On Wednesday, Ethiopia's air force said it had shot down a plane transporting weapons for the Tigrayan rebel People's Liberation Front (TPLF) that had encroached on the country's airspace via Sudan, state media reported, without providing details on the date of the operation or the type of the plane.

"The airplane which violated our airspace from Sudan... and aimed to supply weapons to the terror group was shot down by our heroic air force," the Ethiopian News Agency quoted armed forces Maj. Gen. Tesfaye Ayalew as saying.

The news agency said the plane was "believed to be a property of historical enemies who want Ethiopia's weakness and for years have been supporting TPLF."

This comes after fighting between the Tigrayan rebels and government forces erupted in northern Ethiopia for the first time in five months, shattering the "indefinite humanitarian truce" and dealing a blow to hopes for peace talks that would end the 21-month conflict.

The TPLF and the government have both put the blame on each other for the resumption of hostilities.

In the same context, UN Secretary-General Antonio Guterres urged on Wednesday an immediate restoration of a ceasefire in Ethiopia as he expressed shock at the resumption of violence.

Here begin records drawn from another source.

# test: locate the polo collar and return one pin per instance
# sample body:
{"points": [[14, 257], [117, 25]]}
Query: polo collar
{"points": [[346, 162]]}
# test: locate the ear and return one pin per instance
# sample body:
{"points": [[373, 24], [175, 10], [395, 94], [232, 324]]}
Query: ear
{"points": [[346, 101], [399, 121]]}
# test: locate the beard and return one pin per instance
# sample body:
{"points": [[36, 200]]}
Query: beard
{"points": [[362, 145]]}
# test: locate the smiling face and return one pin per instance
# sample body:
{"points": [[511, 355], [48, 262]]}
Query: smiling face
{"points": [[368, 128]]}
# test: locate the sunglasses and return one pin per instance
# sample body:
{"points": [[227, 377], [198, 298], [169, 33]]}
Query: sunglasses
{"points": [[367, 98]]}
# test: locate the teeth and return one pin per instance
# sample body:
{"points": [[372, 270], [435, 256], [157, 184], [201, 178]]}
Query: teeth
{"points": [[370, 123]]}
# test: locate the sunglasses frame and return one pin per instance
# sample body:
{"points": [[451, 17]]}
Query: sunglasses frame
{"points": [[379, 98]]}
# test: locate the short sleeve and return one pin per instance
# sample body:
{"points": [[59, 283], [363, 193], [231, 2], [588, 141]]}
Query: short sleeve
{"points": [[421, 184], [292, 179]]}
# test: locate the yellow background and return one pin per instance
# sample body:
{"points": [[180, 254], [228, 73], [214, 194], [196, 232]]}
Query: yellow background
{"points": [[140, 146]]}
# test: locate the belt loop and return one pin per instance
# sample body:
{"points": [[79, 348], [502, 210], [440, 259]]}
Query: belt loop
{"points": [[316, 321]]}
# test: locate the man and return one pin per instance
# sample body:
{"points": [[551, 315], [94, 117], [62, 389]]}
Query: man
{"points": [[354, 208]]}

"I am deeply shocked and saddened by the news of the resumption of hostilities in Ethiopia," Guterres said. "My strong appeal is for an immediate cessation of hostilities and for the resumption of peace talks."

Since the declaration of the truce at the end of March, the fighting has eased in northern Ethiopia, allowing the resumption of the much-needed international aid convoys to Tigray after a 3-month break.

Ethiopia's northernmost region has suffered significant food shortages and has no access to basic services such as electricity, banking, and communications. Meanwhile, the peace committee said it would submit its peace proposal to the African Union (AU), which has been leading the push to end the war that killed untold numbers of people and kept millions in need of humanitarian aid.

Abiy's government says that any negotiation must be led by the AU's Horn of Africa envoy Olusegun Obasanjo, but the rebels want outgoing Kenyan President Uhuru Kenyatta to mediate.